HTML5 and CSS3 Fundamentals – Positioning

A Guide to Positioning HTML Elements in Your Website

In this class, we will continue with HTML page layouts—with special focus on positioning HTML elements in your page. By the end of the class, you should be in a position to position any block or section of content on your web page.

There is no point dipping your feet in on this topic, so let’s dive right in and learn how you can position HTML elements.

How to position HTML Elements

We’ll still use the <DIV> tag and CSS, but this time round we’ll add in the CSS position property. The CSS position property is used to define the type of positioning method that can be employed on an element. Basically, there are four types of positioning methods. These are static, relative, fixed and absolute.

The default method is usually the static. For instance, an element with the “position: static” will not be positioned in any special way, since the static position is the default method.

All the elements that have “position: relative” will be positioned relative to the viewport locations on the web page. You can set your top margin, right margin, bottom margin, and your left properties of a positioned element which will make the HTML element to be adjusted from its normal position.

The HTML code below illustrates this:


DIV {

position: absolute;

left: 10px;

border: 1.5px;

}

All the elements that have “position: fixed” will be positioned relative to their normal positions. You can set your top margin, right margin, bottom margin, and your left properties of a positioned element which will make the HTML element to be adjusted from its normal position.

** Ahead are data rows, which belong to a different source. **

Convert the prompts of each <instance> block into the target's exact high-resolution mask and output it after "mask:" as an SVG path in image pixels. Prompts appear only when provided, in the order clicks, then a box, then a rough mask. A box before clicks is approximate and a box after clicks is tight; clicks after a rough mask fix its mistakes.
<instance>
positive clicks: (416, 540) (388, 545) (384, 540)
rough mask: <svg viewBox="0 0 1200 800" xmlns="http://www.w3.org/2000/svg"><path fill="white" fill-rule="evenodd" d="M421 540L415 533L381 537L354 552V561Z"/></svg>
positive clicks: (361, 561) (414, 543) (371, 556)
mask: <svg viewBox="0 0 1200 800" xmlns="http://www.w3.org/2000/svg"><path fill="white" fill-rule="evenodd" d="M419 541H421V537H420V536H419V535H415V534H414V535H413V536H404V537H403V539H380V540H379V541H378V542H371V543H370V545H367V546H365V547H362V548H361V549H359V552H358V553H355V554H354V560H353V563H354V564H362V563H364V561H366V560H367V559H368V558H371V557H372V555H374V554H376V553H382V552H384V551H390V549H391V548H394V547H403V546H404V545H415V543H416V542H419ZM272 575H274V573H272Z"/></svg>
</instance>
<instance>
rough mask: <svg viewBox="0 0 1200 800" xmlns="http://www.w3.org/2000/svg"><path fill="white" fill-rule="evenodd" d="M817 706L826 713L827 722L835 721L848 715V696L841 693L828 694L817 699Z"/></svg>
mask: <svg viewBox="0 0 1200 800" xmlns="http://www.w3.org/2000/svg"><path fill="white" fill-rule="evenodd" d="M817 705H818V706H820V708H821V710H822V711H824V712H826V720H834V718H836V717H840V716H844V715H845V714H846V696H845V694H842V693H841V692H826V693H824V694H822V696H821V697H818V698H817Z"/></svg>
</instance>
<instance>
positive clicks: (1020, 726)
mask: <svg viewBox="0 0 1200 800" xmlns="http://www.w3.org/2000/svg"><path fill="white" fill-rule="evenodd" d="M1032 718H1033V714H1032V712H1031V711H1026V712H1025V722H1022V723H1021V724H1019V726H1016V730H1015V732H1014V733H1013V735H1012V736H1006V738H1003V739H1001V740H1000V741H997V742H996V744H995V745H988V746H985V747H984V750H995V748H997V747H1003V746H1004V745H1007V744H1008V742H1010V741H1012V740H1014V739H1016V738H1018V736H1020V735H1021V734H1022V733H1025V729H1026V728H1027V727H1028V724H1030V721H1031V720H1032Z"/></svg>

The HTML code below illustrates this:


DIV{

position: fixed;

bottom: 2;

right: 2;

width: 160px;

border: 1px;

}

 

What about overlapping elements?

Well, overlapping elements in your HTML page can be set by the z-index property. The z-index property is used to define the stack order of that element which is overlapped. Such an element can be placed in front of others or behind the others.

The example below shows how the z-index property can be used to specify the positioning of overlapping elements:


IMG {

position: relative;

left: 2px;

top: 1.5px;

z-index: -2;

}

We’ve come to the end of the HTML page layout. By now, you should be ready to take on any website development assignment by laying out your web pages in a professional manner.